Suburban Gardens was the first and only major amusement park within Washington, D.C. Located at 50th and Hayes Streets, NE, in the Deanwood neighborhood near the National Training School for Women and Girls, Suburban Gardens opened in 1921 and was in operation for almost two decades. It was a welcome site for African Americans who were excluded by whites from Glen Echo Amusement Park in nearby Maryland.

Suburban Gardens amusement park

Suburban Gardens was created by the Universal Development and Loan Company, a black-owned real estate and development company. Engineer Howard D. Woodson, writer John H. Paynter, and theater magnate Sherman H. Dudley were among the investors. Here Washingtonians enjoyed a roller coaster, Ferris wheel, swimming pools, games of chance, and picnic grounds. There was also a large dance pavilion where popular jazz musicians performed. The 7 acre park, in far Northeast, was on the city's undeveloped outskirts bordering Prince George's County, Maryland. Washingtonians and out-of-town visitors came to Suburban Gardens by trolley car, commuter train, private car, or on foot.

In 1928, white movie theater owner Abe Lichtman bought the park, who quickly began building of a movie theatre in Deanwood, in spite of the community protests against its construction.

The park closed by 1940. After its closure, the area was redeveloped and replaced mostly with apartment buildings, some of which share the park's name.

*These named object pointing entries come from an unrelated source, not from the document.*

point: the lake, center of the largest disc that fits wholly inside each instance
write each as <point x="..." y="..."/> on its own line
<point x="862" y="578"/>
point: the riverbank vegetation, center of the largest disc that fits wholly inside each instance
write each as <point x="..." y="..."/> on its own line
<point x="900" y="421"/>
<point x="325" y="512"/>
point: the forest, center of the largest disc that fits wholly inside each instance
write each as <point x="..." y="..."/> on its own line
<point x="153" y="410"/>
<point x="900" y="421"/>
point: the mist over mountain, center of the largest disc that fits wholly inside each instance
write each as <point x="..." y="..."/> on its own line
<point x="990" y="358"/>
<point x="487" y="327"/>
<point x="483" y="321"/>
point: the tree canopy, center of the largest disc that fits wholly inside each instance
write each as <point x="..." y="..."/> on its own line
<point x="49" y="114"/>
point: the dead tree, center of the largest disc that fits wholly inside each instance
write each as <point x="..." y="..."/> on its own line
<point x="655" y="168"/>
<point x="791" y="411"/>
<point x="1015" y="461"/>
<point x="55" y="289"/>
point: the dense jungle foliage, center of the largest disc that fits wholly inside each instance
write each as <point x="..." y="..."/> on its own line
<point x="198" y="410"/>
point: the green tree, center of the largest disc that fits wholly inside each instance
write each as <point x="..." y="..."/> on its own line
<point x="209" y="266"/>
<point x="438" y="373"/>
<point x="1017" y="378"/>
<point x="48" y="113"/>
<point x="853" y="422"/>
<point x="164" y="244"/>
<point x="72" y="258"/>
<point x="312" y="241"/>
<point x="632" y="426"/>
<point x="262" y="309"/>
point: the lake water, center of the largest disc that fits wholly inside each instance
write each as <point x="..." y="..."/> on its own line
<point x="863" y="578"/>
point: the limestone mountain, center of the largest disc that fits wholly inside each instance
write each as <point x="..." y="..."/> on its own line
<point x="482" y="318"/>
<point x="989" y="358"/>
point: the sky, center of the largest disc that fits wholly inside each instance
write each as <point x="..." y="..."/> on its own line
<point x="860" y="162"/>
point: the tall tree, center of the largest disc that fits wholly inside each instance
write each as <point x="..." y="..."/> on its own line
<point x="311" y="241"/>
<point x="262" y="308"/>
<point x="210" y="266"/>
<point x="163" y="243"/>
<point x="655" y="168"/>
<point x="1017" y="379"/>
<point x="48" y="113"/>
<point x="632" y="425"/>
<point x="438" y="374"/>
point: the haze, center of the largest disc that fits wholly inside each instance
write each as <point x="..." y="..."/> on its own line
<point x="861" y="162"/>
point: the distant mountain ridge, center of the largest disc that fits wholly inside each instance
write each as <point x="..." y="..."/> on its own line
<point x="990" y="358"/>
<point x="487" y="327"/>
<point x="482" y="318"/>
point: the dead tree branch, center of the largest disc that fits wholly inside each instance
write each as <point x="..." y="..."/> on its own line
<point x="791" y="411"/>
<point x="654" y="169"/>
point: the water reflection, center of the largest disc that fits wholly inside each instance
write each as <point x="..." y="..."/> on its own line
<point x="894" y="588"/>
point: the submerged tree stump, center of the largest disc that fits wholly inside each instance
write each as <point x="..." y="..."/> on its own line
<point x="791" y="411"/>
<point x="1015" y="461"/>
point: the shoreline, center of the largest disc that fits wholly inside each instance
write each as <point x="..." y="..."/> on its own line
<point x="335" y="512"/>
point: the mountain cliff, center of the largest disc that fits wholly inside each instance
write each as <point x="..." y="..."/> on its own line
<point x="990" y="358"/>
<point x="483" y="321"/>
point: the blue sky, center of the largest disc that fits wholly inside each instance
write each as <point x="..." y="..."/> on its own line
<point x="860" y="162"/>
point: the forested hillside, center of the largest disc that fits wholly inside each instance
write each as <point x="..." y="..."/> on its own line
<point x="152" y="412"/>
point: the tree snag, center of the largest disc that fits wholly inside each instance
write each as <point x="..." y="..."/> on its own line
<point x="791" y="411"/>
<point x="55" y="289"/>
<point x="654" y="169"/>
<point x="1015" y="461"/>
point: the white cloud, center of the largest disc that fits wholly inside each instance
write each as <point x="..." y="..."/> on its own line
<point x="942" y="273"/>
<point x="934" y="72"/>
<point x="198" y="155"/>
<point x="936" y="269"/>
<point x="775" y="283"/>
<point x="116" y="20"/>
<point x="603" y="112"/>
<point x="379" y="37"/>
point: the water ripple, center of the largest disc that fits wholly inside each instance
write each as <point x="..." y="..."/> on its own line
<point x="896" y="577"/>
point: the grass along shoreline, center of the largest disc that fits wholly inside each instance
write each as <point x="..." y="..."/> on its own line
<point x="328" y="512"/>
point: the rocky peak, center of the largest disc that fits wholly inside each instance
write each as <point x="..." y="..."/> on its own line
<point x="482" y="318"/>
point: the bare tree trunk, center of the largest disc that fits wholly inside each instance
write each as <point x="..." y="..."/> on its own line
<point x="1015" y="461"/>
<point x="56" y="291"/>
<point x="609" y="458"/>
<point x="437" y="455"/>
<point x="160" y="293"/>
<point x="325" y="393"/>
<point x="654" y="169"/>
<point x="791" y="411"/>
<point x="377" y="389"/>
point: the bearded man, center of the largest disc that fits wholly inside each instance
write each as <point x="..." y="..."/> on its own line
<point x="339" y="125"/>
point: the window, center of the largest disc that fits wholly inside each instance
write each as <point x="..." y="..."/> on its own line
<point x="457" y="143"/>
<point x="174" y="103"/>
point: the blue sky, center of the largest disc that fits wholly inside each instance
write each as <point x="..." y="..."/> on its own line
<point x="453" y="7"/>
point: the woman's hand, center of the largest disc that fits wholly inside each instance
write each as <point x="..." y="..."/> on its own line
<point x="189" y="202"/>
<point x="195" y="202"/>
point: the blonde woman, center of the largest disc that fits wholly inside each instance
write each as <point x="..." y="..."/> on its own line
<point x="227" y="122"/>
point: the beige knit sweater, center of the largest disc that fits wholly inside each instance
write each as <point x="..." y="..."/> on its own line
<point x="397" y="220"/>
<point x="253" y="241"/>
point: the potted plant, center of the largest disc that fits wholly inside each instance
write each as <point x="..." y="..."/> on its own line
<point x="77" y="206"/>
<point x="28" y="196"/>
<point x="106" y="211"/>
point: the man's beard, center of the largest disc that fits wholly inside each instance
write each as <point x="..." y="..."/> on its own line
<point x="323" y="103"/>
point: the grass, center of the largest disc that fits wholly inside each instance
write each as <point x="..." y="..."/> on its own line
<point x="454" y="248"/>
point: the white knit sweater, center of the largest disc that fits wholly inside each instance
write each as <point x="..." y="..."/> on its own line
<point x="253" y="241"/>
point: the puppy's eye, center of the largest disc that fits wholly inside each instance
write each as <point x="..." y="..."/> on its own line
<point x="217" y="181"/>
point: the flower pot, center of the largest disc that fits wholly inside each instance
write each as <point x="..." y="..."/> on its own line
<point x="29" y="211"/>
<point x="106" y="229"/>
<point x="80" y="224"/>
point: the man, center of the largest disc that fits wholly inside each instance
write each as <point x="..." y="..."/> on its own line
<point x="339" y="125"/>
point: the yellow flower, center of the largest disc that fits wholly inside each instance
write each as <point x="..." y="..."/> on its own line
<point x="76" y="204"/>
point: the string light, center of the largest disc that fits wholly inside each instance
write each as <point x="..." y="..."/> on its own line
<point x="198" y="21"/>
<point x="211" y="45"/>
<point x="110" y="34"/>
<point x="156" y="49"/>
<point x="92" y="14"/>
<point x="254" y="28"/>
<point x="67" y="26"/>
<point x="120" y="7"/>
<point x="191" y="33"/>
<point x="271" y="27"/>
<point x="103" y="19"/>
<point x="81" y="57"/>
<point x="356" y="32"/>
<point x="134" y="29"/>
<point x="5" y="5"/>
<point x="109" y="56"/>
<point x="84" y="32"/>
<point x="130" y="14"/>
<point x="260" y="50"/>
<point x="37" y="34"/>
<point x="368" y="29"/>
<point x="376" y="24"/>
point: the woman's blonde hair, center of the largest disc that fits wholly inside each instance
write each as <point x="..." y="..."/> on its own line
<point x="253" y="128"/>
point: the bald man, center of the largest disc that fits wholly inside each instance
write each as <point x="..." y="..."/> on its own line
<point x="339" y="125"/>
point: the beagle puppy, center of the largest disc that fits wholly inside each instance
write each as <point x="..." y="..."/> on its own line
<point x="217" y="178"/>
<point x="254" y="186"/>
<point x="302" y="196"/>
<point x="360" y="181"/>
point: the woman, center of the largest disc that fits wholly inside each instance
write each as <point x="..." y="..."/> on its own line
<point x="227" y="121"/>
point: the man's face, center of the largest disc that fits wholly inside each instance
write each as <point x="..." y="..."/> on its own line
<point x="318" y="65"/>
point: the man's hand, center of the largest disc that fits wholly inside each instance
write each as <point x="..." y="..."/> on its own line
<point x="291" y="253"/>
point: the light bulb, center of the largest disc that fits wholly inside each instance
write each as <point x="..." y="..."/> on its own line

In 1960, African Americans joined with whites to engage in non-violent civil disobedience that finally ended the racist admissions policies of Glen Echo Amusement Park. Today, the Washington D.C. Metropolitan Police Department's Sixth District Station occupies part of the site of Suburban Gardens.

== Attractions ==
Suburban Gardens Amusement Park offered many attractions for its visitors. While the dance pavilion was considered the main attraction, Suburban Gardens also operated:

- A roller coaster
- A Ferris wheel
- A pool
- A caterpillar flat ride
- A chair swing ride
- Bumper cars
- A frolic spinning ride
- A tumble-bug ride
- A children’s playground.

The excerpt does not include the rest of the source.